Here we list few widely used statistical tests(parametric and non-parametric) available in Python:

**Chi-Squared Test**

Chi-squared test is a well-known test even for those who are starting with statistical machine learning. Here, this test is used to check whether two categorical variables are related or independent. And, it is assumed that the observations used in the calculation of the contingency table are independent.

Python Code

`from scipy.stats import chi2_contingency`

table = ...

stat, p, dof, expected = chi2_contingency(table)

### Student’s t-test

Tests whether the means of two independent samples are significantly different.

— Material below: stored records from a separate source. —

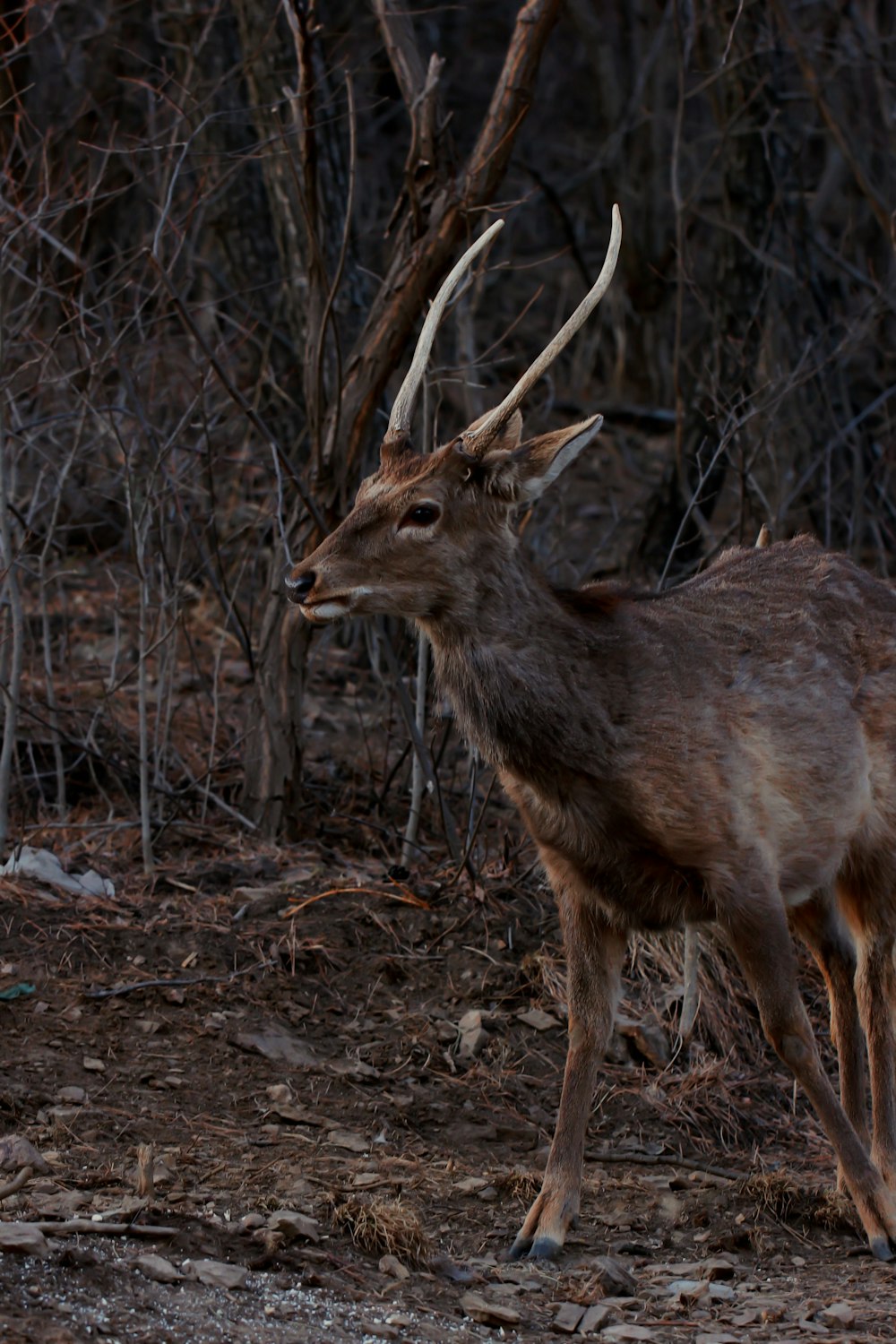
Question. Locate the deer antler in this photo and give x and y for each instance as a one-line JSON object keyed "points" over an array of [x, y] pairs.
{"points": [[477, 440], [400, 425]]}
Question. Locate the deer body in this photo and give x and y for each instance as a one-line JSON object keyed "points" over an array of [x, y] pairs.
{"points": [[726, 750], [657, 742]]}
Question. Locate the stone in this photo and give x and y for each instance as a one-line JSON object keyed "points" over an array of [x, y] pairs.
{"points": [[568, 1317], [840, 1314], [594, 1319], [489, 1314], [295, 1225], [392, 1266]]}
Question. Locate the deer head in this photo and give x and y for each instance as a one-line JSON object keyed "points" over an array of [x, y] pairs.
{"points": [[422, 521]]}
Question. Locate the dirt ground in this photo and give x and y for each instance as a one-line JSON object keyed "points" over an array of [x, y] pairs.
{"points": [[352, 1104]]}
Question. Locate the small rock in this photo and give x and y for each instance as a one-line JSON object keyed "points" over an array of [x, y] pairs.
{"points": [[594, 1319], [349, 1140], [293, 1225], [716, 1268], [625, 1333], [392, 1266], [689, 1289], [568, 1317], [158, 1268], [839, 1312], [381, 1330], [16, 1152], [217, 1273], [489, 1314], [614, 1277], [72, 1096], [474, 1038], [470, 1185], [24, 1239]]}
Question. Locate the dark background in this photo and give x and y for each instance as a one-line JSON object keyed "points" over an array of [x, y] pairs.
{"points": [[183, 287]]}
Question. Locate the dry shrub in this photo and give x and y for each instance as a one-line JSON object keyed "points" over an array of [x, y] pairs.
{"points": [[519, 1185], [383, 1226], [546, 978], [778, 1195]]}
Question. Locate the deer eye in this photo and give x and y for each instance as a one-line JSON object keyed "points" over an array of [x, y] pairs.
{"points": [[422, 515]]}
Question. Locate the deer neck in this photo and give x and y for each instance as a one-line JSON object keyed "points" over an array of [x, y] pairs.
{"points": [[521, 672]]}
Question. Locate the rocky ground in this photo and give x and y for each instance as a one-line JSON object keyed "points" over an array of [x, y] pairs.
{"points": [[252, 1124]]}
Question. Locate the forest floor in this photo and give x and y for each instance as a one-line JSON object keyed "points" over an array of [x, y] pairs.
{"points": [[324, 1120]]}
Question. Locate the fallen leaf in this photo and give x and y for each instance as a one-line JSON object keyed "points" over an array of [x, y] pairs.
{"points": [[489, 1314], [538, 1019], [347, 1139], [24, 1239], [217, 1273], [158, 1268]]}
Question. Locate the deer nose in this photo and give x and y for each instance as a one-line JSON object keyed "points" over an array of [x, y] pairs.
{"points": [[301, 586]]}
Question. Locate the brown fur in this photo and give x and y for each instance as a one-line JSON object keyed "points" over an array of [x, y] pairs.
{"points": [[726, 750]]}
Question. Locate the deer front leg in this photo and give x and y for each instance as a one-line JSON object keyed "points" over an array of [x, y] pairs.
{"points": [[761, 938], [876, 991], [820, 924], [594, 953]]}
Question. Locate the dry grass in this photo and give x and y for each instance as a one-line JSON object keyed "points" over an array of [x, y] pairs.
{"points": [[384, 1226]]}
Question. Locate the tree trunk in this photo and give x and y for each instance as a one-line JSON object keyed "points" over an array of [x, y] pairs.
{"points": [[441, 207]]}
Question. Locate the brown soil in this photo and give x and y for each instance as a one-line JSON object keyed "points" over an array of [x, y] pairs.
{"points": [[383, 1128]]}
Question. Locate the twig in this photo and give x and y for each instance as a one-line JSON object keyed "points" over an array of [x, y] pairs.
{"points": [[177, 980], [21, 1179], [86, 1225]]}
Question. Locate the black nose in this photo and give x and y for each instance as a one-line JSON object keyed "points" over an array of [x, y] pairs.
{"points": [[301, 586]]}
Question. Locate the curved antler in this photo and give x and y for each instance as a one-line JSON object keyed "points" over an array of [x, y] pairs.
{"points": [[477, 440], [400, 425]]}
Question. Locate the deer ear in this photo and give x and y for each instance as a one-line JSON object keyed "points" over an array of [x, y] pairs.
{"points": [[519, 472], [540, 461]]}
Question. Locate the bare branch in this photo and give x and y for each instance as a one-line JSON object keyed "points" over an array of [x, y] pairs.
{"points": [[478, 438]]}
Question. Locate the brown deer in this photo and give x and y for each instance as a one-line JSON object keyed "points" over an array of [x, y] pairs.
{"points": [[724, 750]]}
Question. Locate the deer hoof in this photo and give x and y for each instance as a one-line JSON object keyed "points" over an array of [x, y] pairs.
{"points": [[546, 1247]]}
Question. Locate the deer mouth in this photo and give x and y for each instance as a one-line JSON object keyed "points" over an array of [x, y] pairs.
{"points": [[325, 609], [333, 607]]}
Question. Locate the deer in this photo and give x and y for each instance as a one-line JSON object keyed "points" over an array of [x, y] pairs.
{"points": [[723, 750]]}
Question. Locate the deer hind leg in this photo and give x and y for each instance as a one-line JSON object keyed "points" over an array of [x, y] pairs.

Observations in each sample are independent and identically distributed (iid). Observations in each sample are normally distributed. Observations in each sample have the same variance.

Python Code

`from scipy.stats import ttest_ind`

data1, data2 = ...

stat, p = ttest_ind(data1, data2)

### Analysis of Variance Test (ANOVA)

ANOVA is another widely popular test which is used to test how independent two samples are of each other. Here the observations are assumed to follow a normal distribution without any change in the variance.

Python Code

`from scipy.stats import f_oneway`

data1, data2, ... = ...

stat, p = f_oneway(data1, data2, ...)

### Shapiro-Wilk Test

This test is used to check whether the sample data has a Gaussian distribution.

Python Code

`from scipy.stats import shapiro`

data1 = ....

stat, p = shapiro(data)

### D’Agostino’s K^2 Test

Similar to Shapiro-Wilk test, this too is used to check for Gaussian distribution in data samples.

Python Code

`from scipy.stats import normaltest`

data1 = ....

stat, p = normaltest(data)

### Pearson’s Correlation Coefficient

A statistical test for checking correlation between two samples and whether they have a linear relationship.

Python Code

`from scipy.stats import pearsonr`

data1, data2 = ...

corr, p = pearsonr(data1, data2)

### Spearman’s Rank Correlation

Observations in each sample are assumed that they can be ranked, for checking whether the relationship is monotonic or not.

Python Code

`from scipy.stats import spearmanr`

data1, data2 = ...

corr, p = spearmanr(data1, data2)

Mann-Whitney U Test

A non-parametric statistical hypothesis test to check for independent samples and to find whether the distributions are equal or not.

Python Code

`from scipy.stats import mannwhitneyu`

data1, data2 = ...

stat, p = mannwhitneyu(data1, data2)

### Kruskal-Wallis H Test

Like previous tests, Kruskal-Wallis hypothesis test also makes the same assumptions regarding the distribution and ranking of the observations in each sample. And, the test is carried to check for the independence of the observations from each other.

Python Code

`from scipy.stats import kruskal`

data1, data2, ... = ...

stat, p = kruskal(data1, data2, ...)

### Friedman Test

Friedman test checks whether the distributions of two or more paired samples are equal or not.

Python Code

`from scipy.stats import friedmanchisquare`

data1, data2, ... = ...

stat, p = friedmanchisquare(data1, data2, ...)

### Conclusion

The probability of rejecting the null hypothesis is a function of five factors: whether the test is one- or two-tailed, the level of significance, the standard deviation, the amount of deviation from the null hypothesis, and the number of observations. Having said that, statistical tests are also subject to criticism. For instance, while interpreting the p-value, the way multiple comparisons are done is tricky because p-values depend on both data observed and data that might have been observed but wasn’t. Therefore, a statistician or an analyst or a data scientist should be aware of the fact that statistical significance does not imply practical significance and correlation doesn’t imply causation. Every test is only a means to an end which is, often vague.